2004
Henry Kissinger gave Argentina's military junta the green light to suppress political opposition at the start of the "dirty war" in 1976, telling the country's foreign minister: "If there are things that have to be done, you should do them quickly," according to newly-declassified documents published yesterday.
State department documents show the former secretary of state urged Argentina to crush the opposition just months after it seized power and before the US Congress convened to consider sanctions.
"We won't cause you unnecessary difficulties.

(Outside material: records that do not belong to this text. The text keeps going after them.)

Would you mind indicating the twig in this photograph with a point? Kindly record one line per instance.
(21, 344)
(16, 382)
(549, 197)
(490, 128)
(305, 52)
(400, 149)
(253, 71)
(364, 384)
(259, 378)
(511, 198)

If you can finish before Congress gets back, the better," Mr Kissinger told Admiral Cesar Augusto Guzzetti, the foreign minister, according to the State Department's transcript.
Carlos Osorio, an analyst at the National Security Archive, a US pressure group which published the transcript, said it was likely to be seen by historians as "a smoking gun".
It is likely to be seized on by Mr Kissinger's critics who have been calling for him to face charges for abetting war crimes and human rights abuses in Cambodia, Chile and Argentina.
The Argentine junta formed a secret pact in 1976 known as the Condor Plan with other South American dictatorships in Chile, Paraguay, Bolivia, Uruguay and Brazil for the eradication of "terrorists". According to official figures, nearly 9,000 people disappeared in Argentina alone but human rights organisations put the figure nearer to 30,000.